Payout occurs when the cumulative net cash flow plus the initial investment equals the Initial Capital Investment. Payout is in months from “time zero”. Payout uses undiscounted cash flows.
Return On Investment is the cumulative net cash flow plus the initial investment divided by the Initial Capital Investment. ROI is often expressed as “something-to-one”, i.e., three-to-one (3:1), reflecting a net cash flow (without subtracting the initial investment) of 3 times the initial investment. ROI uses undiscounted cash flows.
Future Capital Expenditure & Years in Future (OPTIONAL):
These inputs are both OPTIONAL, and they go together. DO NOT ENTER A VALUE FOR YEARS IN FUTURE UNLESS YOU ENTER THE FUTURE CAPITAL EXPENDITURE TO GO WITH IT.
A Future Capital Expenditure represents a large, capital cost that one estimates will need to be made at some time in the future.
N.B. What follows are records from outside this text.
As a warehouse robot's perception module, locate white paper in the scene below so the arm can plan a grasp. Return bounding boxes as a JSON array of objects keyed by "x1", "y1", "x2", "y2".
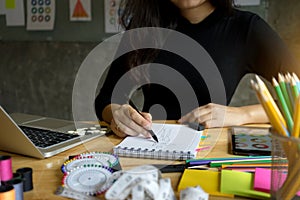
[
  {"x1": 234, "y1": 0, "x2": 260, "y2": 6},
  {"x1": 27, "y1": 0, "x2": 55, "y2": 30},
  {"x1": 4, "y1": 0, "x2": 25, "y2": 26},
  {"x1": 104, "y1": 0, "x2": 121, "y2": 33},
  {"x1": 69, "y1": 0, "x2": 92, "y2": 21},
  {"x1": 117, "y1": 123, "x2": 202, "y2": 152}
]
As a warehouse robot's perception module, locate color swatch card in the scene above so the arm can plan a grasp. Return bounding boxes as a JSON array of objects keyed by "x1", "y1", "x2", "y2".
[{"x1": 27, "y1": 0, "x2": 55, "y2": 30}]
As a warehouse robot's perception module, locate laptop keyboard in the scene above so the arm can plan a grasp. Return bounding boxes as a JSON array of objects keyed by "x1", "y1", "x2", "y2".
[{"x1": 20, "y1": 126, "x2": 79, "y2": 148}]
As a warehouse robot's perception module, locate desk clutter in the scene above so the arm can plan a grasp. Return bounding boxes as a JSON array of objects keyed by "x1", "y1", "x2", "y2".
[
  {"x1": 251, "y1": 73, "x2": 300, "y2": 199},
  {"x1": 0, "y1": 155, "x2": 33, "y2": 200},
  {"x1": 178, "y1": 156, "x2": 282, "y2": 199},
  {"x1": 55, "y1": 152, "x2": 208, "y2": 200}
]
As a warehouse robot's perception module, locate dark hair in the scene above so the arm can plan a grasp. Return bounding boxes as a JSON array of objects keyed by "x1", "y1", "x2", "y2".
[
  {"x1": 120, "y1": 0, "x2": 233, "y2": 80},
  {"x1": 121, "y1": 0, "x2": 233, "y2": 30}
]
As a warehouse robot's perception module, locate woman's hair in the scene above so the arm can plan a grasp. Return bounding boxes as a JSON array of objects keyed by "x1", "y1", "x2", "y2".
[{"x1": 121, "y1": 0, "x2": 233, "y2": 30}]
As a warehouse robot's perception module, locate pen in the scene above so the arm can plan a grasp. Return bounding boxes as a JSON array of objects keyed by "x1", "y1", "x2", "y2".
[{"x1": 128, "y1": 99, "x2": 158, "y2": 142}]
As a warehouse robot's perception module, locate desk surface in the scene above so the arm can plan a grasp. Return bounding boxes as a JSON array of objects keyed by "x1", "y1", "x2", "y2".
[{"x1": 0, "y1": 122, "x2": 260, "y2": 200}]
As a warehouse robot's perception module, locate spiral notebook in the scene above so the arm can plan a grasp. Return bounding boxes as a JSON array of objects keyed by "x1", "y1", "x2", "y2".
[{"x1": 113, "y1": 123, "x2": 202, "y2": 160}]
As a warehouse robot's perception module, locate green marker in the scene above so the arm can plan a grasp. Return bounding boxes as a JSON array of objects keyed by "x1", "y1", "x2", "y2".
[{"x1": 272, "y1": 78, "x2": 294, "y2": 134}]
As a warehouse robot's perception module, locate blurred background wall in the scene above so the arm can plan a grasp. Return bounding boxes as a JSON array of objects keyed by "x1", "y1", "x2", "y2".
[{"x1": 0, "y1": 0, "x2": 300, "y2": 119}]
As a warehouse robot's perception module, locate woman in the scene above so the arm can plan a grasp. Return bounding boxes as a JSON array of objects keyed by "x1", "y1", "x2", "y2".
[{"x1": 95, "y1": 0, "x2": 299, "y2": 137}]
An example would be a $300,000 re-frac at the end of year 3. In this case you would enter 300000 as the Future Capital Expenditure and 3 as the Years In Future.
Years in Future does not set the length of the analysis, it only serves to place the Future Capital Expenditure at the correct time in the future.
You can save your analysis for future reference by entering a title in the text box and clicking on save.
One-Line Production and Cash Flow Summary:
One arrives at this page when a report is saved. This page serves both as an administrative page for editing, deleting or summing cash flows, and also as a convenient printable one-line summary.
To sum various cash flows, click the checkbox and then click on Sum Selected Cash Flows.
Other Program Notes/Assumptions
The program discounts cash flows as if both income and expenses occur at the end of each fiscal year, also known as year end discounting. In reality, revenue and expenses are received and disbursed on a monthly basis. Thus, on a positive cash flow well the year end discouting yields a somewhat lower discounted value than would be obtained with monthly discounting.
Cum refers to cumulative production.
RRR is an abreviation for remaining recoverable reserves, ie, what is left from the day of the analysis forward.
EUR is an abbreviation for expected ultimate recovery, which is simply the sum of the Cum and the RRR.
Different banks, corporations, individuals and other entities have different metrics for valuing oil and gas reserves. The “Valuation Parameters” of NPV18, 50% of undiscounted cash flow and 3 year payout are offered only for the convenience of those who might use these metrics.